EXCLUSIVE by LESTER CROSS
Over 3,200 investors who placed £220 million in the offshore fund which was meant to bankroll a £23 million waste treatment plant for Scottish Borders Council have been told the value of their shares is "nil" and will cease to exist following the formal dissolution of the company.
The devastating confirmation that the New Earth Recycling & Renewables Infrastructure Fund [NERR] is a completely worthless entity follows a seven-year investigation on the Isle of Man by joint liquidators.
A number of compensation claims have been lodged in the courts amid allegations the entire NERR operation was a scam of massive proportions. But the insolvency experts have concluded that it will not be possible to recover any assets for the victims.
Their money was being used to prop up penniless New Earth Solutions Group (NESG), the waste treatment outfit handed a £80 million contract by SBC in 2011, including the construction of a 'cutting edge' incinerator at Easter Langlee, Galashiels.
After five years during which time the council was strung along with a series of excuses for repeated delays by NESG and NERR the treatment plant scheme was abandoned after costing local taxpayers more than £2 million without a single brick being laid. The chosen technology would not function properly while NERR could not come up with the cash.
The NERR fund disaster has also cost the Isle of Man Financial Services Authority (IOMFSA) many thousands of pounds as the regulator has funded the entire liquidation process since the appointment of an insolvency team in 2016.
This week, in an update report for creditors and investors, joint liquidators Alex Adam and David Craine say their role had been to investigate the reasons for the failure of NERR, determine whether liability for the failure could be attributed to one or more parties, and then consider whether there were viable claims which could be brought against those parties.
The report explains: "As you will be aware from previous updates, the Liquidators have been investigating potential claims against one or more third parties with the objective of issuing proceedings to recover value for the liquidation estate.
"Since our last report, the Liquidators have obtained detailed legal advice, including from leading Counsel, on the prospects of successfully bringing legal action against two different parties. Unfortunately, while the advice does suggest there is merit in relation to both potential claims, it has also highlighted a number of significant challenges which mean that the overall opinion is that it is more likely than not that the Liquidators would be unsuccessful should they pursue such claims."
The liquidators have provided full details of the investigation IOMFSA as the Isle of Man Treasury had funded the costs of the liquidation to this point.
Investors are told: "In light of the legal advice received, the FSA has recommended that Treasury withdraws funding other than as required to bring the liquidation to a conclusion. The Liquidators have considered whether there are any alternative sources of funding available to them however, in the circumstances of this case, have concluded that there are no realistic options."
The liquidators will now apply to the Manx court for orders that the liquidation be terminated and that the Company be dissolved.
And the report concludes: "We are aware that many investors have been unable to fully write down the value of their investments in [the fund] while a possibility of a return from the liquidation estate has remained.

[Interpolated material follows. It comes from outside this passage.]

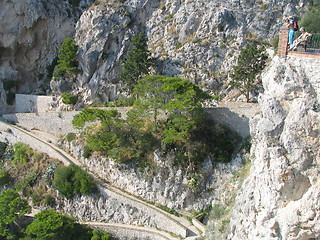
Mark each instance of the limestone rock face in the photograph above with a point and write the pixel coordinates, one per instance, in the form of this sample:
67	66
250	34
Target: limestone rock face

As there is no longer any prospect of a return to investors, the liquidators can confirm that the value of all shareholders’ investments in [NERR] is nil and that the shares will cease to exist following the formal dissolution of the Company."
NERR provided significant finance to support and back the start-up and expansion of the UK-based NESG companies over a number of years. These investments were made into loss making activities and the development of operations which ultimately proved to be unsuccessful.
As the loans made by NERR were unsecured at the date of the insolvency of NESG they ranked equally with the other unsecured creditors and behind the bank debt which was secured.
At
the date of appointment of the administrators, NESG and its associates had secured bank
debt outstanding of £41.8 million. And yet Scottish Borders Council appears to have been blissfully unaware of the New Earth group's insolvent state. The New Earth administrators noted in their report that there were insufficient funds to
repay even the secured bank debt in full.
A so-called sworn statement of affairs by the directors of NERR as the fund went under indicated equity investments of £60.8 million in NESG together with loans totalling over £128 million.
NERR investors were told in 2016 that potential recovery options included misfeasance, fraudulent trading, and fraudulent disposal or concealment of assets. But it seems none of those possible avenues resulted in success for the liquidators.
An observer of the NERR scandal told us: "I could have predicted that the liquidation would result in zero recovery back in 2016. Even as the life offices were continuing to list NERR on their platforms for the scammers to use, the tell-tale signs that the funds were worthless were obvious.
"It is, indeed, an absolute tragedy. For 3,250 investors who have lost every penny of their £220 million worth of investments. And this liquidation has been a complete waste of time, energy and hope for the victims."